Will my Internet service provider turn over their records if the government demands it?
Yes. While we enjoy Fourth Amendment protection against unreasonable search and seizure of our physical property by government agents, modern telecommunications law is very vague about what constitutes unreasonable searches and seizures when it comes to private data stored online.
For now, we relinquish the lion’s share of our Fourth Amendment protection when we voluntarily sign up for service from a commercial provider like AT&T. Should you need to pursue legal action, know that U.S. courts have a history of siding with the government in privacy disputes over data stored with third parties. This precedent is colloquially known as the “third party doctrine,” and it makes it much easier for law enforcement agencies to shake down your ISP since they only need to secure a subpoena or court order to access your digital records. In contrast, obtaining a search warrant after showing probable cause–which is hard to do–is required to search your home.

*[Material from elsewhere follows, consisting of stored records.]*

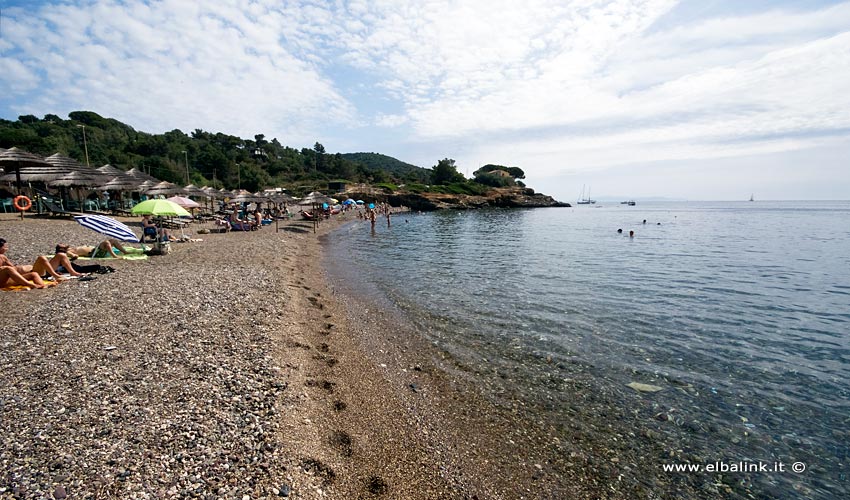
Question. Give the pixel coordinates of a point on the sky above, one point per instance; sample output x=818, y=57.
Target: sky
x=700, y=100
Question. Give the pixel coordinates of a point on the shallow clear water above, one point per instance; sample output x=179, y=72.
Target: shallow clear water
x=748, y=303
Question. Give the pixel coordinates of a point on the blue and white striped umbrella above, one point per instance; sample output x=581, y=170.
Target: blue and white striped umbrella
x=107, y=226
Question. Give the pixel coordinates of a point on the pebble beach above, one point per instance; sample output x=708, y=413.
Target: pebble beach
x=231, y=368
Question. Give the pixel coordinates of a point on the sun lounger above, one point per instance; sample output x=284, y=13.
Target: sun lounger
x=55, y=210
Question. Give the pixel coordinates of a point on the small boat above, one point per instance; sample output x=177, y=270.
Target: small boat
x=585, y=201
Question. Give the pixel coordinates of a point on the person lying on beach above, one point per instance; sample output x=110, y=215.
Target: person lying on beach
x=10, y=275
x=41, y=266
x=105, y=250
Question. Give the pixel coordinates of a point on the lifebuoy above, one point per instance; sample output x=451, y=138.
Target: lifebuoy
x=17, y=202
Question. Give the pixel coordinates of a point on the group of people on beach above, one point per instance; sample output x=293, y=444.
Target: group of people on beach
x=34, y=275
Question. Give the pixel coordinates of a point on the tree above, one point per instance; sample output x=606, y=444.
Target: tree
x=445, y=172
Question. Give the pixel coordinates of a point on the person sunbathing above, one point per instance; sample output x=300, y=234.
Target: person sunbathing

Legally speaking, it gets even easier for law enforcement officials to access your records the longer they are stored. According to Section 2703 of the Electronic Communications Privacy Act of 1986, investigators need a search warrant to access data stored for less than 6 months by an electronic communication service. Most unopened emails fall into this category.
Worse, opened mail and other messages which you have read are often classified as being in remote storage the moment you read them and thus do not enjoy the 180-day search warrant protection of an unread message. If the government is after data that has been stored longer than 6 months they can compel your ISP to hand over your data with just a subpoena or court order and a promise to provide prior notice, which can itself be delayed indefinitely in 90-day increments if notifying you might jeopardize an investigation.

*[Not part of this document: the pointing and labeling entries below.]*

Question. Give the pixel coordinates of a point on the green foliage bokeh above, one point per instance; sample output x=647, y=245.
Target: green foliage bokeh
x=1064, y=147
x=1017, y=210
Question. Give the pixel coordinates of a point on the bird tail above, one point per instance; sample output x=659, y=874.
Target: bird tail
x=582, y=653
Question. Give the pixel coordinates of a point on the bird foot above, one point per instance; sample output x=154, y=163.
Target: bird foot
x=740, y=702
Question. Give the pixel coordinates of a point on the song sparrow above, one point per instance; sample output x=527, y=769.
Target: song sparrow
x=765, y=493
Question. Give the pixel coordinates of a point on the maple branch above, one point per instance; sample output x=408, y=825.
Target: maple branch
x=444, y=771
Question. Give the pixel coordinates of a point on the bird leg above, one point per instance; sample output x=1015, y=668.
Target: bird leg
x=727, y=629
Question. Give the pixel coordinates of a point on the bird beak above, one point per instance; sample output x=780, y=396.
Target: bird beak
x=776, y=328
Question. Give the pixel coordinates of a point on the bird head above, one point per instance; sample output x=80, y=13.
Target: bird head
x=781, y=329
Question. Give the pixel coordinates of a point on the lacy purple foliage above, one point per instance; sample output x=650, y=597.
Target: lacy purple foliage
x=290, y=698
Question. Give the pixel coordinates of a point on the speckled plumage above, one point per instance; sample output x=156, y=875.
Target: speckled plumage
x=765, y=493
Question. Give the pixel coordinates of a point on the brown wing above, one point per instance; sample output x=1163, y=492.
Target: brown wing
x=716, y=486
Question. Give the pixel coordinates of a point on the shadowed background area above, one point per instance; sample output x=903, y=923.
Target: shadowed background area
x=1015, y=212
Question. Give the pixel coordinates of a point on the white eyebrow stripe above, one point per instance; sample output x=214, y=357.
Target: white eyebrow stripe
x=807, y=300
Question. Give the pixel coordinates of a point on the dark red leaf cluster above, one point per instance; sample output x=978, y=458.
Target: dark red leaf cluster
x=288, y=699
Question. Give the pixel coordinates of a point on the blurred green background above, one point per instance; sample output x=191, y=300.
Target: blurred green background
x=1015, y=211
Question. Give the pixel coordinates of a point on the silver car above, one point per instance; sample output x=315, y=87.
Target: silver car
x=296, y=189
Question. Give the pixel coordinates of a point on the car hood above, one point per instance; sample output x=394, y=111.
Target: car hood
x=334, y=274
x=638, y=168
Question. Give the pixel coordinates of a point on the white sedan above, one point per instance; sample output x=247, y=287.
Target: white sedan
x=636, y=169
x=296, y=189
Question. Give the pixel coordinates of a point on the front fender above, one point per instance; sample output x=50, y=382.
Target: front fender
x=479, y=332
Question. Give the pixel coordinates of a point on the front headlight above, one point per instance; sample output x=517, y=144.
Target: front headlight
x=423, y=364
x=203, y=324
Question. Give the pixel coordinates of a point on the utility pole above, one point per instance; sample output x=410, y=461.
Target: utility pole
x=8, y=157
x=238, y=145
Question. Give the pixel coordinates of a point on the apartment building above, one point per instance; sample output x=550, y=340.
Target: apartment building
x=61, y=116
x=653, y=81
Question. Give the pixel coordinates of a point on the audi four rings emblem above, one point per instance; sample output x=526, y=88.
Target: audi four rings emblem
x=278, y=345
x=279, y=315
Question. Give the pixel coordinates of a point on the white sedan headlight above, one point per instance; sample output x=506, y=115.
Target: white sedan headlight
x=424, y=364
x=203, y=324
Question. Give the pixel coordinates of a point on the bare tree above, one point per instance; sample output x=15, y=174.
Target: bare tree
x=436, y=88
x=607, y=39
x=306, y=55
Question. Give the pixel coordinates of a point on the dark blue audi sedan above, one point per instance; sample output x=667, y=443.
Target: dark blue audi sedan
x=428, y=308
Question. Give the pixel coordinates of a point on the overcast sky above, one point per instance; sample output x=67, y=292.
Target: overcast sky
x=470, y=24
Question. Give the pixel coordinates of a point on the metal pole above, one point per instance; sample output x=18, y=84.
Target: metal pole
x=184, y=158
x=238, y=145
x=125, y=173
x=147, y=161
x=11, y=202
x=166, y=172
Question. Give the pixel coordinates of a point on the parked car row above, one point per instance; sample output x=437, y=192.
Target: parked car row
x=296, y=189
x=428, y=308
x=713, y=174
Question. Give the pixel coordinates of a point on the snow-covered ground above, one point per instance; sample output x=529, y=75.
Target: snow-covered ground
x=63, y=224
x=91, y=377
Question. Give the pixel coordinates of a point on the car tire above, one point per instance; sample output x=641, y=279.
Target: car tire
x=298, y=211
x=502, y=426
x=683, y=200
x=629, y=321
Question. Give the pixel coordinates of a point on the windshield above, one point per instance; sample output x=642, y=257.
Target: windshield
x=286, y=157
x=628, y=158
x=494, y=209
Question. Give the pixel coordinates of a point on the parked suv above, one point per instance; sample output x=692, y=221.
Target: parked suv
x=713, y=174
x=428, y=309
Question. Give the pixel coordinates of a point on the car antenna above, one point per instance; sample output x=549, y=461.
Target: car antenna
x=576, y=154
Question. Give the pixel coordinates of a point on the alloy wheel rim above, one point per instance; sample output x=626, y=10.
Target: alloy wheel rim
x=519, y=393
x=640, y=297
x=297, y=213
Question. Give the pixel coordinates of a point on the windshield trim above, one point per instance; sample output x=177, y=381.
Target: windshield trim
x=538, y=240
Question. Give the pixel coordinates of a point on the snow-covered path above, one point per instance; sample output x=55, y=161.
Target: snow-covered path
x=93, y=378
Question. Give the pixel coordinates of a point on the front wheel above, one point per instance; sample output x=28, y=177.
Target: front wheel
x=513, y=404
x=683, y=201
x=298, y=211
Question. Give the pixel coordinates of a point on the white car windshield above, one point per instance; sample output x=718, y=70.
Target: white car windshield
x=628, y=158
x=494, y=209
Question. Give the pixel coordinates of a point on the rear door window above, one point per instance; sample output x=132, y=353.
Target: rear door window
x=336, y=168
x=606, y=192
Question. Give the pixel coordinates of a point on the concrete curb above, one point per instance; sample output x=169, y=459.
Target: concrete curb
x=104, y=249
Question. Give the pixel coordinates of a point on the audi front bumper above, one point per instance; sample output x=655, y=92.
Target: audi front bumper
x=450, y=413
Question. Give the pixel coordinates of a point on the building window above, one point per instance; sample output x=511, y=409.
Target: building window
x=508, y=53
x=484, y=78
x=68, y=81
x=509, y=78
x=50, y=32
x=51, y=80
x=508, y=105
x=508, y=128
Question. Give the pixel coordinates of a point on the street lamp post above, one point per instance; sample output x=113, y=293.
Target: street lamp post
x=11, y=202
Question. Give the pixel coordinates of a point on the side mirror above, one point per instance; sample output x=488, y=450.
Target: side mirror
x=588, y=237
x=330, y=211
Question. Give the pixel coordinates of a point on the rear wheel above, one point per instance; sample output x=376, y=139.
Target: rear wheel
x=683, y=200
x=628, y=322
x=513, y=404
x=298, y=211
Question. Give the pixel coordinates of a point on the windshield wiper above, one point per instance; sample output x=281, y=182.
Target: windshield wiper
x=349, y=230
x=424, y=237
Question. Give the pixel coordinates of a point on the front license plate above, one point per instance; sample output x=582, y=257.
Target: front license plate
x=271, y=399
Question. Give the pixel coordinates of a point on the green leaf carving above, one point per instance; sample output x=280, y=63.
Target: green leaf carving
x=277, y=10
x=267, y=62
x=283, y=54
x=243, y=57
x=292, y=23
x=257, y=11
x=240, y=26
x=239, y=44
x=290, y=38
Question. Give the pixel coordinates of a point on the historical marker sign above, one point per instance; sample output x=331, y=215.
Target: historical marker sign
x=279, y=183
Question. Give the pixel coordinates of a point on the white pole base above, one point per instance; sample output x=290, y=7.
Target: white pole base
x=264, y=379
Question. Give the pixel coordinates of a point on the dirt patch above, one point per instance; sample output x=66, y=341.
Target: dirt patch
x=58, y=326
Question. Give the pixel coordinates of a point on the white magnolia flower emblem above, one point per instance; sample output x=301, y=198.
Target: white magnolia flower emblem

Thankfully, Section 2702 of the ECPA bars your Internet service provider from voluntarily disclosing the contents of any message stored or delivered via their service. But your ISP is allowed to voluntarily disclose noncontent data such as your IP address and logs of which sites you’ve visited, and many do so.

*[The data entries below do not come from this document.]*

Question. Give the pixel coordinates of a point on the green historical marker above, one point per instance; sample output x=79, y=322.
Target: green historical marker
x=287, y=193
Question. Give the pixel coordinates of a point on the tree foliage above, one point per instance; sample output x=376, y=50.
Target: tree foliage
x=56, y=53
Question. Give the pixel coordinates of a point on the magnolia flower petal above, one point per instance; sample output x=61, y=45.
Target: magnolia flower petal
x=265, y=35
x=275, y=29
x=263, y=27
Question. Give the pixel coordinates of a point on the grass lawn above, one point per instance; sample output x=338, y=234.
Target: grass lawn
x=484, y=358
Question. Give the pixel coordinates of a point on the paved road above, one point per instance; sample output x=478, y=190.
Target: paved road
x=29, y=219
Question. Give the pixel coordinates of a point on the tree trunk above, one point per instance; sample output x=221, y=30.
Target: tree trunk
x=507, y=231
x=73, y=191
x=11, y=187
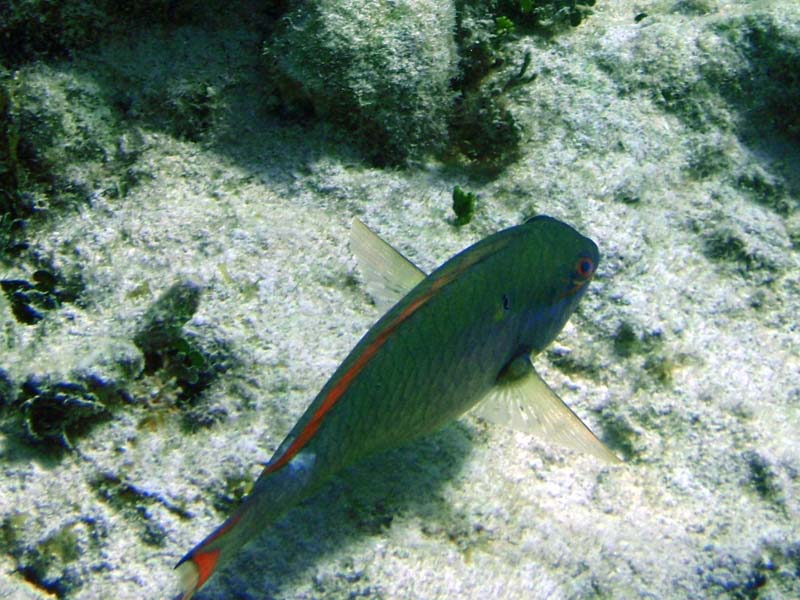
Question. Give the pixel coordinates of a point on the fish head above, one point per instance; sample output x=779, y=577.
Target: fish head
x=558, y=264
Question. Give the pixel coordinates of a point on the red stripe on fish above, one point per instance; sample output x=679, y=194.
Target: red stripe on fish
x=341, y=386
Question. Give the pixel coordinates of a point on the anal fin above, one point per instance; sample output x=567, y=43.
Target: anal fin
x=523, y=401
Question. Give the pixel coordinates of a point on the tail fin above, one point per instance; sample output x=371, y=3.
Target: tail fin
x=199, y=564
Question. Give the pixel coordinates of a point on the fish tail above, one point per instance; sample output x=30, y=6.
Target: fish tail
x=202, y=561
x=272, y=495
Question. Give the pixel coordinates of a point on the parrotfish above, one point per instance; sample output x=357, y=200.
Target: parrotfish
x=457, y=339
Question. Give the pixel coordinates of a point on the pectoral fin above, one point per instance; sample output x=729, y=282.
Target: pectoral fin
x=523, y=401
x=388, y=274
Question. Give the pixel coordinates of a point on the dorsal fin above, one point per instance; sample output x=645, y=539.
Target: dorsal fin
x=388, y=274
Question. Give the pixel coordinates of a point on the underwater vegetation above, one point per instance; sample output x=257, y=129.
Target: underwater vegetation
x=410, y=82
x=151, y=145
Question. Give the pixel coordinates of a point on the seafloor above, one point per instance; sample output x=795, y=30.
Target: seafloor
x=178, y=182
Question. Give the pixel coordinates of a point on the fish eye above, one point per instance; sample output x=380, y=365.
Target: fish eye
x=585, y=267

Can law enforcement agencies shut down my Internet access without my knowledge?
Internet access is not recognized as a federal right in the United States, so there’s nothing stopping your Internet service provider from cutting you off. If you read our primer on your right to phone service, you’ll know that under the Federal Communications Act of 1934 the Federal Communications Commission regulates broadband Internet access as a Title I information service, and thus ISPs can shut down your Internet access for any reason with no immediate repercussions.
Internet access is still a privilege here in the States. Much like social networks, Internet service providers are private actors with few restrictions on how they manage and disclose our data. Digital liberty organizations like the Digital Due Process Coalition and the Electronic Frontier Foundation are working to change that, but until they do, think carefully about your online activities: You never know who might be watching.